American, b. 1972
Siberian permafrost thaw, Duvannyi Yar, Kolyma River, Siberia, July 21, 2010
Archival inkjet print
“Since the last ice age, vast reserves of plant and animal matter have been locked up in frozen arctic soil, or permafrost. However, as temperatures rise, permafrost is thawing, and the gooey carbon-rich soil is becoming food for microbes. As they consume this ancient carbon, they respire methane and carbon dioxide, potent greenhouse gases. The amount of carbon stored in Arctic permafrost is estimated to be 1,500 gigatons—double what is currently in our atmosphere.”
This photograph springs from Polaris Project: Science in Siberia, a project where he worked alongside college students and scientists studying Arctic permafrost.
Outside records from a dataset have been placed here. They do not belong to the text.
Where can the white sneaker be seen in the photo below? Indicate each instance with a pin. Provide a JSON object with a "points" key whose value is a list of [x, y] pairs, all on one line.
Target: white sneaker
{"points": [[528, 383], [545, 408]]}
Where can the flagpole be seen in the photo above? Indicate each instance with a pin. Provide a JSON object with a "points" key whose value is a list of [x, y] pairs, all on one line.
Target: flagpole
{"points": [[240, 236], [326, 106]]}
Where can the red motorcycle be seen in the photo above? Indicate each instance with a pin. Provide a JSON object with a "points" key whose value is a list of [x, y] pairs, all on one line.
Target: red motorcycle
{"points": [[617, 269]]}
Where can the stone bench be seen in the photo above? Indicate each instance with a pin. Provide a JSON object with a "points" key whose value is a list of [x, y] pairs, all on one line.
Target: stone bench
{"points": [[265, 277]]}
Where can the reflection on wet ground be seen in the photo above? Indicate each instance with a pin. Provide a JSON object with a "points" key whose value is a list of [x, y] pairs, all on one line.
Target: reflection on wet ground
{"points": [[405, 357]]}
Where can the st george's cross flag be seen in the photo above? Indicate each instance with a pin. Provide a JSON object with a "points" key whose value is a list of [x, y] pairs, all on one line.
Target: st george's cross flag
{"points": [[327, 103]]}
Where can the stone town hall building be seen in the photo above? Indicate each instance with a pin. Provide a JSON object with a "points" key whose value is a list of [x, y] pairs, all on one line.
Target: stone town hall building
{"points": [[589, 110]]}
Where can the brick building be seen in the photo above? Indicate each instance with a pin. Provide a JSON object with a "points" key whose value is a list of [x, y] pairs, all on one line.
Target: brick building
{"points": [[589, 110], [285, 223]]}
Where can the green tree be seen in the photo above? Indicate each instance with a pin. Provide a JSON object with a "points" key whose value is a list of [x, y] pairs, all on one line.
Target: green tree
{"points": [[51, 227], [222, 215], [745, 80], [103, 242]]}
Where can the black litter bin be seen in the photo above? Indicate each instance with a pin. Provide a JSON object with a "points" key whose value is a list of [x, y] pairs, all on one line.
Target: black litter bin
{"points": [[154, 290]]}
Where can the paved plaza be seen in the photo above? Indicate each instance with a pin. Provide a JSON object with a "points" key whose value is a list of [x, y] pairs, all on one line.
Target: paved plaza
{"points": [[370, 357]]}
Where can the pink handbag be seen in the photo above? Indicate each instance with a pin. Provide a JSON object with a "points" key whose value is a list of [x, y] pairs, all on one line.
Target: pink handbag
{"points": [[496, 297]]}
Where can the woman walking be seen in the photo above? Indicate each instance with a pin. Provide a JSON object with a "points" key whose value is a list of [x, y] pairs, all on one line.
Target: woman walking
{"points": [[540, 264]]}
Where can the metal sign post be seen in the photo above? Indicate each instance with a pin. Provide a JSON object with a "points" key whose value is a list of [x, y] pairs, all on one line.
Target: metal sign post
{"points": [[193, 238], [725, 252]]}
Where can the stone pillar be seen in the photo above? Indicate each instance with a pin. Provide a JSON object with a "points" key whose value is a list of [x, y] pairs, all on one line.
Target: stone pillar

A video documenting this effort appears on the artist’s website.
As rising temperatures melt the frozen earth, which covers 24% of the Northern Hemisphere, carbon is released into the water and atmosphere. Linder introduces the public to this phenomenon, a story not as well known as the meltdown of the world’s glaciers.
As an oceanographer and photographer, Linder has also collaborated with scientists and journalists to publish Science on Ice: Four Polar Expeditions. An intimate look into climate change research, this book also celebrates the majesty and complexity of Arctic and Antarctic landscapes.